The feel-good story of the folk duo the Weepies makes you want to like their feel-good songs. In 2001, Steve Tannen and Deb Talan, both solo performers who admired each other’s music, met at Tannen’s show at Cambridge’s Club Passim. They hit it off musically and then romantically, forming the duo and releasing an album in 2003, getting married in 2007, having three children in following years. For folk artists, they have sold a considerable number of records, due in part to their commercial exposure — they’ve had more than one hundred song placements on television, in ads, in films. But it’s never easy being a small musical act, and it got much harder in late 2013 when Talan was diagnosed with stage three breast cancer. Good news: she’s in remission. Also good news: the medical struggles, the chemo treatments, the difficulty of going through this with three young children didn’t stop Talan and Tannen from writing songs and then wanting to record them as its own kind of therapy.

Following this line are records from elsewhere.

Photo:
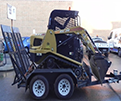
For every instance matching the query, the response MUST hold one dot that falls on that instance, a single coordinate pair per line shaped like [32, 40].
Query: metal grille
[16, 51]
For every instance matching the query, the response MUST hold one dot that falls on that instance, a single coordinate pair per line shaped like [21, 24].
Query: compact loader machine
[56, 61]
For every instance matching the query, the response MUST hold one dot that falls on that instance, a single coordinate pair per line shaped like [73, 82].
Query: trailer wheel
[64, 86]
[119, 52]
[39, 87]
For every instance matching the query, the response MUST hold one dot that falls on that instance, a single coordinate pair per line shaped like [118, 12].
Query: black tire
[39, 87]
[64, 86]
[119, 52]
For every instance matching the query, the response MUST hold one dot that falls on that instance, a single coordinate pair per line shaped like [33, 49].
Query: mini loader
[55, 61]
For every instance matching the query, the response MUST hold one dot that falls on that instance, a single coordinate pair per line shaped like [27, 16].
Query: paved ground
[106, 92]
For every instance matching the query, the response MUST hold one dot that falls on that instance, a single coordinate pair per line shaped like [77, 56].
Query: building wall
[31, 14]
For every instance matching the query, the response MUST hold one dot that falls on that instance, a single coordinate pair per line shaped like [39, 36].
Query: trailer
[55, 60]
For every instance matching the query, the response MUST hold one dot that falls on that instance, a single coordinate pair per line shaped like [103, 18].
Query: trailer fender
[50, 75]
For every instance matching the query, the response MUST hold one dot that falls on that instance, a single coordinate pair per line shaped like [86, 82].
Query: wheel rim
[64, 87]
[38, 88]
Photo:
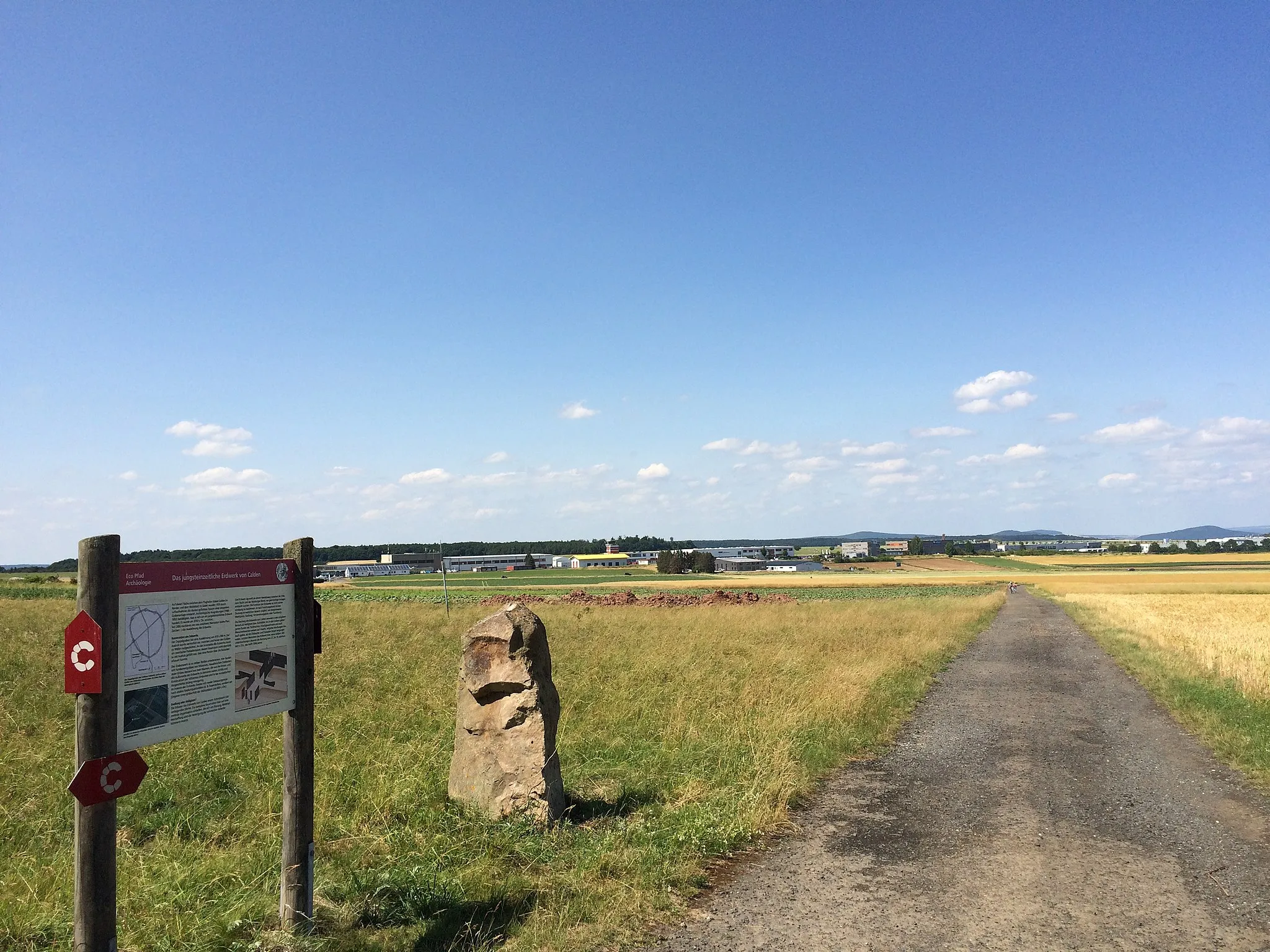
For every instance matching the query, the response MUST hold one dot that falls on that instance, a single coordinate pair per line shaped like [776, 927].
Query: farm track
[1039, 799]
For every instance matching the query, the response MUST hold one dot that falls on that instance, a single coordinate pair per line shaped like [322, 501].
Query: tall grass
[685, 735]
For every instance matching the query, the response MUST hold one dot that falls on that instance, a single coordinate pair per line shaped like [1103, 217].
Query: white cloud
[1233, 430]
[1018, 400]
[1019, 451]
[755, 447]
[577, 412]
[923, 432]
[812, 464]
[214, 439]
[493, 479]
[223, 483]
[889, 479]
[435, 475]
[1145, 430]
[886, 465]
[992, 384]
[978, 407]
[1010, 402]
[850, 448]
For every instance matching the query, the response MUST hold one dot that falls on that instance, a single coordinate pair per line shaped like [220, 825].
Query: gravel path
[1038, 800]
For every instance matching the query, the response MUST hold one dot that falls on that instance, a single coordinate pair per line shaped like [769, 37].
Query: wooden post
[97, 735]
[296, 904]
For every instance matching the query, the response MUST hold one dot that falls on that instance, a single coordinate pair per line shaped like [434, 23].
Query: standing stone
[508, 710]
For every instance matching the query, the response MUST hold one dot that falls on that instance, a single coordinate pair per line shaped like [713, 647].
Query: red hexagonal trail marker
[109, 777]
[83, 655]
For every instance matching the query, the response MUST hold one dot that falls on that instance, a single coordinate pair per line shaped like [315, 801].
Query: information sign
[203, 645]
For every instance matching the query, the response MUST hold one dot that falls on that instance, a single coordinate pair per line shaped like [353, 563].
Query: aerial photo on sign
[203, 645]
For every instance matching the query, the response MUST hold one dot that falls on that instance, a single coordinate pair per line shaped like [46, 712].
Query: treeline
[339, 553]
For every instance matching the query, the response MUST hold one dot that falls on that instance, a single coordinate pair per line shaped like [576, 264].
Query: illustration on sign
[145, 640]
[260, 678]
[203, 645]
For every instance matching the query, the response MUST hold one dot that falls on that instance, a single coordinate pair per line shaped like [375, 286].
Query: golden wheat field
[1223, 635]
[1249, 582]
[685, 735]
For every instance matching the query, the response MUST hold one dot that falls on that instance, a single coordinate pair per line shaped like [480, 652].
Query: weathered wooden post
[296, 904]
[97, 735]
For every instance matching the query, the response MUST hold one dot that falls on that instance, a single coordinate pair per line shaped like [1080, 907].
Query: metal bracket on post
[296, 903]
[97, 735]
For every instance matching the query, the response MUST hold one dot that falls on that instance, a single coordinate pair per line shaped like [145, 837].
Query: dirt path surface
[1038, 800]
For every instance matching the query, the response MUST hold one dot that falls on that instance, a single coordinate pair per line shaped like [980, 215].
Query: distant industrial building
[495, 564]
[1050, 546]
[607, 560]
[360, 570]
[747, 551]
[418, 562]
[738, 564]
[793, 565]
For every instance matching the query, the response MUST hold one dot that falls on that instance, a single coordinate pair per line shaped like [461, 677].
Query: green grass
[1233, 725]
[685, 735]
[24, 592]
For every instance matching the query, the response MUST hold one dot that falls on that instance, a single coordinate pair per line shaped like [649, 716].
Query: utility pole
[445, 589]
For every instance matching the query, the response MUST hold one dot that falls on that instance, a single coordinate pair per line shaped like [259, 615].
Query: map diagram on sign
[145, 640]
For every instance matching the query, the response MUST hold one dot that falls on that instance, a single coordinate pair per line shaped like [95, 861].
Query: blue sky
[481, 271]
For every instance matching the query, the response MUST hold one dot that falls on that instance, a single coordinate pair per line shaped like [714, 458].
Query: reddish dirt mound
[511, 599]
[665, 599]
[719, 597]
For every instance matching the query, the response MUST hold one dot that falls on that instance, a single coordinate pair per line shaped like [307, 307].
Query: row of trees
[676, 562]
[1212, 546]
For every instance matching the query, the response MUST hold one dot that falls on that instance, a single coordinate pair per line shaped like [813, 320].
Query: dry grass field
[1178, 583]
[1090, 560]
[1202, 649]
[1223, 635]
[685, 736]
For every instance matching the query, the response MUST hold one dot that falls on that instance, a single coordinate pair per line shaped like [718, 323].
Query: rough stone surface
[505, 757]
[1039, 800]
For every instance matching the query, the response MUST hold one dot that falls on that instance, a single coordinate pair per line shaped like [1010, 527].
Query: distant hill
[1194, 532]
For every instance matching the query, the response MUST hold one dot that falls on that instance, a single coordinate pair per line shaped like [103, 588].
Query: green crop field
[685, 735]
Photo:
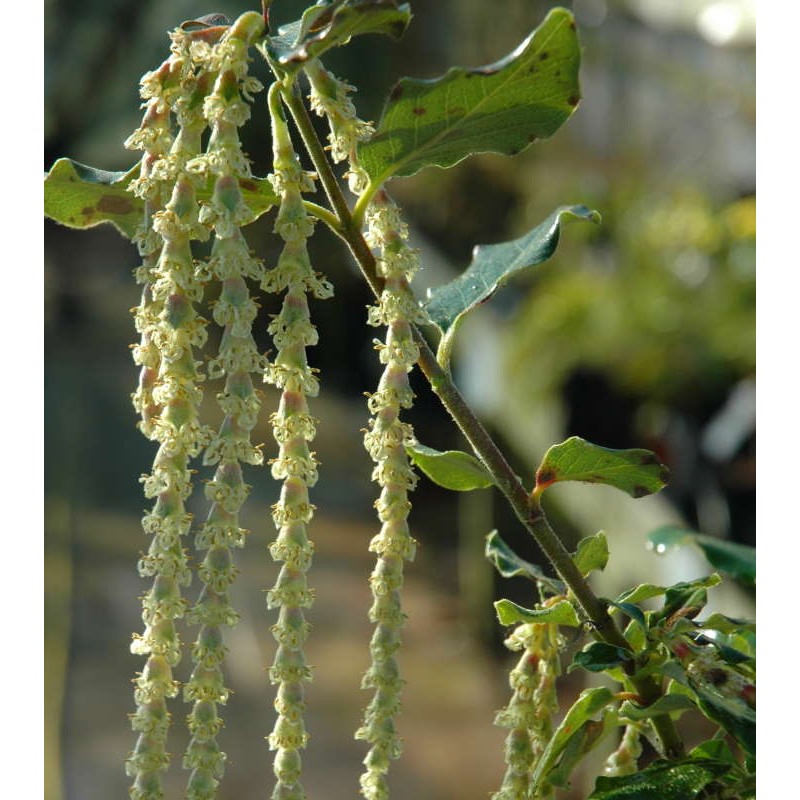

The Weepies have been known for songs whose subjects contain an element of sadness but whose melodic hooks and pleasing harmonies belie that sadness, as in their breakthrough hit “World Spins Madly On”. Occasionally, their songs will be straightforwardly happy, as with the first single (“I Was Made for Sunny Days”) on Be My Thrill (2010), where Talan sings “I was made for sunny days / I made do with grey / But I didn’t stay / I was made for sunny days / And I was made for you.” Sirens is their first album in five years, and despite the personal difficulties, the album still has a peppy vibe and its share of optimistic songs, such as “Never Let You Down” and “Early Morning Riser”. But in several of the songs a darker undertone lurks. The title track references two kinds of sirens, the ones on top of ambulances that come and get you in an emergency, as well as the ones that grace the cover art of the album: Homer’s mermaids from the Odyssey who lure sailors to their doom with beautiful voices. “I hear their voices, sirens singing in the street / I thought they might be calling out for you, for me,” Talan sings in her beguiling voice. One of the earliest songs written for this album, before the cancer diagnosis, is “No Trouble”, where Tannen sings the lines “I don’t need no trouble, but sometimes trouble needs me”, which became unfortunately prophetic.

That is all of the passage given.